Edward Hay was born in County Wexford. He was educated in England, France and in Germany. On his return to Ireland he joined the Catholic Committee and actively pursued the cause of Catholic Emancipation. In 1792 Hay became the Wexford delegate of the Committee of the Catholics in Ireland and in November of that year the Committee petitioned King George III to grant 'the union of all descriptions of subjects' which resulted in widespread Protestant unrest.
In January, 1795 Hay collected 22,251 signatures which he presented with a Petition from the Catholic Committee to King George on the 22nd of April, 1795. Hay turned his attention to developing a method of making a population census in Ireland, believing that, unless all Irish citizens were accounted for, it would be impossible to serve their interests properly. He submitted his plan to the Royal Irish Academy who subsequently appointed him a member.
In 1797 Hay planned to emigrate to America but was detained while trying to sell his possessions. When the Rising began in May, 1798 Hay was arrested and imprisoned aboard a prison ship in Wexford Harbour for five weeks before being moved to gaol in Dublin where, a year later, he was tried and acquitted of High Treason. This extract is from Hay's History of the Insurrection of the County of Wexford AD 1798 (1803).©

Two sloops had been prepared as prison-ships during the insurrection; one of them, however, was immediately condemned as unfit for that service, and afterwards, on the occasion of Lord Kingsborough and his Officers being put on board for a few hours, she was again, on the inspection of the butchers of Wexford, pronounced unfit for the reception of a pig.
After the second condemnation, the Lovely Kitty (for so this infernal vessel was called) was hauled to one side of the harbour, where, from her leaky state, she sunk within a foot of her deck, and so escaped firing when the other sloop which had been used as a prison-ship was burned.
This was the vessel the Wexford Commander ordered to be their prison-ship; and accordingly on the 3rd of July she was hauled into the channel, a little dry straw was shaken over that which remained in her hold for a month before, and the prisoners then were sent on board.
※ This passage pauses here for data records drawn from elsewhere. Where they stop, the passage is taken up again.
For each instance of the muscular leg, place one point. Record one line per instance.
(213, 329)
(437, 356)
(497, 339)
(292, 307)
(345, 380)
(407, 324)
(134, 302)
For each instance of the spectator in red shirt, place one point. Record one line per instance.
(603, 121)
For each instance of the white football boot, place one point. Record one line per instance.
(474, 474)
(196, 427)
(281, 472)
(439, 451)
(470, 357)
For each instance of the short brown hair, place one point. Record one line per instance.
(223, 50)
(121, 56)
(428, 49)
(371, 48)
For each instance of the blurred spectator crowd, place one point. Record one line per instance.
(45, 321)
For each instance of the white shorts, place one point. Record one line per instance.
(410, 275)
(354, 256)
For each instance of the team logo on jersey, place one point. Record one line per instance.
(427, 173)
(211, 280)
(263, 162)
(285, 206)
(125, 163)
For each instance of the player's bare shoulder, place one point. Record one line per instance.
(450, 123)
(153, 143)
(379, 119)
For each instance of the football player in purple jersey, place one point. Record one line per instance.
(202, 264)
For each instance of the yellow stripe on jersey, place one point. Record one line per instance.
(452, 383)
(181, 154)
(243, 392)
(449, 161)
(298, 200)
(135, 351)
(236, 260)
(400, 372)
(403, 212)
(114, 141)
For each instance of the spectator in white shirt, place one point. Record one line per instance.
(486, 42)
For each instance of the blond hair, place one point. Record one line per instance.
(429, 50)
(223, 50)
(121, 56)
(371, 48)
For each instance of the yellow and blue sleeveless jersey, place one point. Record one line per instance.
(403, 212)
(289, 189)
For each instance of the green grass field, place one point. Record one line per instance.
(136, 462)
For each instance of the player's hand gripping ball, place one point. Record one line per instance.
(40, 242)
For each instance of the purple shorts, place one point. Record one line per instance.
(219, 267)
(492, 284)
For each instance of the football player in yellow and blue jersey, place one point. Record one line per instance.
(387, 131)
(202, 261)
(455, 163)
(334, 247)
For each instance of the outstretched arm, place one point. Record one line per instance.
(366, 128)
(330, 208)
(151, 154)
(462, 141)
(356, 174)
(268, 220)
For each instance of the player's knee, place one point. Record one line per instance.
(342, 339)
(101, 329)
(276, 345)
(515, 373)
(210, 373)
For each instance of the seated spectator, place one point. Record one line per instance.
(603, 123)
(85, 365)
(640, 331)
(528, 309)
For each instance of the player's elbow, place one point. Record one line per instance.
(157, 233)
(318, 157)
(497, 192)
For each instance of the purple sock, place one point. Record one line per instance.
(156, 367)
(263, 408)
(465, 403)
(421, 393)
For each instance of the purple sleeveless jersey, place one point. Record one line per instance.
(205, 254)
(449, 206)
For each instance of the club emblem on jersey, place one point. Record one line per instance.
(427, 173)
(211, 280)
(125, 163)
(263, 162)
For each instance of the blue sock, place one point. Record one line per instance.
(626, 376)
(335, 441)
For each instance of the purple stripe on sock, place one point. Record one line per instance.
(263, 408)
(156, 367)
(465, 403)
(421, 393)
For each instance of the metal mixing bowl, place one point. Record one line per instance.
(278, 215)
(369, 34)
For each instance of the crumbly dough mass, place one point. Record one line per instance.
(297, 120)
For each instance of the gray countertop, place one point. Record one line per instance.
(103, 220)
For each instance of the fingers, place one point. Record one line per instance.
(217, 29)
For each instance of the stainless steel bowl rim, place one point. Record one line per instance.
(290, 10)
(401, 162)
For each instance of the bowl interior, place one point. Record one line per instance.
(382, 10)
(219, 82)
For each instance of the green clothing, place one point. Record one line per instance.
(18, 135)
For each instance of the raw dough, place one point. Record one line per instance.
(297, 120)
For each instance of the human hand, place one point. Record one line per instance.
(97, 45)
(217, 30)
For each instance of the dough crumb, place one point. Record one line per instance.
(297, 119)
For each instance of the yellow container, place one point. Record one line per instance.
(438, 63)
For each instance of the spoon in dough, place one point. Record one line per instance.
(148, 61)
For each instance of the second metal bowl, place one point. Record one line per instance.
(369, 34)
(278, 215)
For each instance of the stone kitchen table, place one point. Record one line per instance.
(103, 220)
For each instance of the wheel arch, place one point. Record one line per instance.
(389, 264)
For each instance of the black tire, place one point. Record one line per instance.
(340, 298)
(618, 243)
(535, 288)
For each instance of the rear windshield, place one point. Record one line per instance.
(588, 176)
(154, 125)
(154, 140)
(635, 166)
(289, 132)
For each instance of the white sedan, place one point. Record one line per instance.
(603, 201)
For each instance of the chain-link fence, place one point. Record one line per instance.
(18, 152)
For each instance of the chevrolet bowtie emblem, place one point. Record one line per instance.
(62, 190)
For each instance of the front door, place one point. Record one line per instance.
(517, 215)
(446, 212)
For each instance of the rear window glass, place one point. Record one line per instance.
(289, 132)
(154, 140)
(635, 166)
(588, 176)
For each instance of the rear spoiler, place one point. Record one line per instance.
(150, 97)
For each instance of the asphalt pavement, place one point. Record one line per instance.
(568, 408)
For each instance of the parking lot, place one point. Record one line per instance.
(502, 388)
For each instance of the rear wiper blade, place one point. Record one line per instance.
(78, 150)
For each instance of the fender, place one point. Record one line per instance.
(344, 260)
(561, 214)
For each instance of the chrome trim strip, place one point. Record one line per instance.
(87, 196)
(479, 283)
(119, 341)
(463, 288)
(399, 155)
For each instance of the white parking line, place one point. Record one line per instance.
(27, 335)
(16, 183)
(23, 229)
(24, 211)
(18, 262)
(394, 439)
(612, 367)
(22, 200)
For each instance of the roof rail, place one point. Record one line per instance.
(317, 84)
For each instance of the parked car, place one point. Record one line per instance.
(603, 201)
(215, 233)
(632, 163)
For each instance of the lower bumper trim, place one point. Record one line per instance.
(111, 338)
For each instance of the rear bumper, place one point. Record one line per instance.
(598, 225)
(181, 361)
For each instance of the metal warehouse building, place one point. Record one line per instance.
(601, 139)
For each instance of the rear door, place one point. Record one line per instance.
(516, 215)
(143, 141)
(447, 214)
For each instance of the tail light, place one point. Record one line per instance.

Our walking on the fresh litter soon made it as wet as the dung underneath, so that it was impossible to sit or lie without imbibing the moisture; nor indeed could we have the comfort of resting against her sides, as the planks were water-soaked, and the effervesce of putrid malt, accumulated between her timbers, was so strong as even to turn silver black in our pockets, in the course of a few hours. The stench was, besides, insupportable; and there was such an infestation of rats, that some of the prisoners were bitten by them.
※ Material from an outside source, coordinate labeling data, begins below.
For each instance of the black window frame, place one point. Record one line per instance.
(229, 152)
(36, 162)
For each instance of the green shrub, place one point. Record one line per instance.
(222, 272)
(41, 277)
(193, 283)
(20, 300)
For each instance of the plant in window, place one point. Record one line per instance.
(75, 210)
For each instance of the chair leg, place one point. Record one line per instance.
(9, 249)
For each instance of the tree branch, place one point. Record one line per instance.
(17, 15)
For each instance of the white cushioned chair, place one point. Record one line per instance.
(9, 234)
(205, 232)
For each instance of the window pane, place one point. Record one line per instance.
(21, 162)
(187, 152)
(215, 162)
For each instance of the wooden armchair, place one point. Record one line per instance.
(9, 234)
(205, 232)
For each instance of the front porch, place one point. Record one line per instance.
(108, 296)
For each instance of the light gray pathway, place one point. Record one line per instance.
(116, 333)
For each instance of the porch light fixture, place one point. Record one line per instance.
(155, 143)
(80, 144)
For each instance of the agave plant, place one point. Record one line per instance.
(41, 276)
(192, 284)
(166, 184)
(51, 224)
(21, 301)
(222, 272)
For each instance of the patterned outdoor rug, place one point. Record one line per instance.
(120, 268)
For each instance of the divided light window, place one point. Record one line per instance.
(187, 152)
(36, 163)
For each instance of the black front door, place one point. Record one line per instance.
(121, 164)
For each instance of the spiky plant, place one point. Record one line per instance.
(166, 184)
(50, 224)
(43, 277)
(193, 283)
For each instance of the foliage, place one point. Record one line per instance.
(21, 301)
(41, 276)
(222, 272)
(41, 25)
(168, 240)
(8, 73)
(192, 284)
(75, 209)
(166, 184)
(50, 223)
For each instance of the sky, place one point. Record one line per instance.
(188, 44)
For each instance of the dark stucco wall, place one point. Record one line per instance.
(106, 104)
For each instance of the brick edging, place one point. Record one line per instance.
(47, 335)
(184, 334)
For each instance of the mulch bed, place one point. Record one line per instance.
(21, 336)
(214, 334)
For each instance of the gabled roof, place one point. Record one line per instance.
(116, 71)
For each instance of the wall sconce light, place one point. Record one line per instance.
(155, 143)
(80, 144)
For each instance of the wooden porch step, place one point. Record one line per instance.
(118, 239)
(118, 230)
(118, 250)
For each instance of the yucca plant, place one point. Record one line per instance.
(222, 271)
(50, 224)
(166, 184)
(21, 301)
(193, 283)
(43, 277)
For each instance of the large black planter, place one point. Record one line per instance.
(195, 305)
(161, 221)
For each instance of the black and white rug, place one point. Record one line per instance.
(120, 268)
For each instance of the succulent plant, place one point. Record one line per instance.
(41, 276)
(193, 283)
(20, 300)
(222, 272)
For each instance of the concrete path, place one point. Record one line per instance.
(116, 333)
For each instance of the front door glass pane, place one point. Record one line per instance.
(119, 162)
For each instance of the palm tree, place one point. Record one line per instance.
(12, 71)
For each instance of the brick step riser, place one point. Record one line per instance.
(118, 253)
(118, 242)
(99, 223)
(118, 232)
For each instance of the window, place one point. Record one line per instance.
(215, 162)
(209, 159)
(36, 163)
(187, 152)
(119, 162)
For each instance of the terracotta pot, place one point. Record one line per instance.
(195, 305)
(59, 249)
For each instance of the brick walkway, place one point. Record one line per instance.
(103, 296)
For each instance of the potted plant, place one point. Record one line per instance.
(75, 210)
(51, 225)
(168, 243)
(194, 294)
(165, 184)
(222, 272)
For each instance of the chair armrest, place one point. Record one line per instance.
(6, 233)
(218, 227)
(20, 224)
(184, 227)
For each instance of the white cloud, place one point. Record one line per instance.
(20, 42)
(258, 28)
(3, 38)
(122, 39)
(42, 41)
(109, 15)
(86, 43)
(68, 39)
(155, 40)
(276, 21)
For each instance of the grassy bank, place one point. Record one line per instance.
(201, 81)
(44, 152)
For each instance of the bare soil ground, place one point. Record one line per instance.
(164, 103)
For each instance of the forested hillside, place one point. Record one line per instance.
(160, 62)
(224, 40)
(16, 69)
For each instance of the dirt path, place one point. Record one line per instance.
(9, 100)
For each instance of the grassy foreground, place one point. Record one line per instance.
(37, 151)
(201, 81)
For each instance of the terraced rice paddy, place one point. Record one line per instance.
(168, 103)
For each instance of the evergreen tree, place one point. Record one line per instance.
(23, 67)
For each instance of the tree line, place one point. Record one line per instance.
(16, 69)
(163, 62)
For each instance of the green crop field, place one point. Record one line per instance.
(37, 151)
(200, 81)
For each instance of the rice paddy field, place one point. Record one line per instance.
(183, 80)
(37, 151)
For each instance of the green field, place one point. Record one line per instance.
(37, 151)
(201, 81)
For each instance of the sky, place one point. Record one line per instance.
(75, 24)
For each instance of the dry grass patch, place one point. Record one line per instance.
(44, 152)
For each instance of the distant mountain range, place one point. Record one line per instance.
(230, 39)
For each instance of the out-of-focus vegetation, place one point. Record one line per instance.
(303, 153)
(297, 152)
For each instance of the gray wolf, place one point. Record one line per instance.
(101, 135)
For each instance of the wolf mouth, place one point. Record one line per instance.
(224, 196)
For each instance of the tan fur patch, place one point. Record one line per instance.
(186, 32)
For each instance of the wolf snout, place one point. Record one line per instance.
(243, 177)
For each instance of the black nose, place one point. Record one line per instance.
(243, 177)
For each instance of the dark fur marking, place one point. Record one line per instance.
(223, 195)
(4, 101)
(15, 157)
The weather at the time was mostly warm, and this raised such an exhalation, that small as the vessel was, we could scarcely see each other from either side of the hold. If it rained the deck was so open, that it was impossible, in any part of the ship, to avoid being wetted; and contrary to the usual state of leaky vessels, (where the bilge-water is not offensive) we were nearly suffocated while she was pumping.
In our own defence we were obliged to be continually at the pump, to prevent our being over-flowed; and though our last occupation at night, we were always summoned to the same task early every morning; the water, by this time, having got above the double flooring - a cautionary plan always used in vessels employed in the transportation of malt. Among the twenty-one doomed to this dreadful and loathsome confinement (which I believe not to be par by any dungeon in the world) there were desperate villains and scums of the earth; a circumstance more degrading and offensive to a liberal mind than any other punishment, which unable to aviod such intercourse, as was the case aboard the Lovely Kitty, whose burden was but about fifty tons.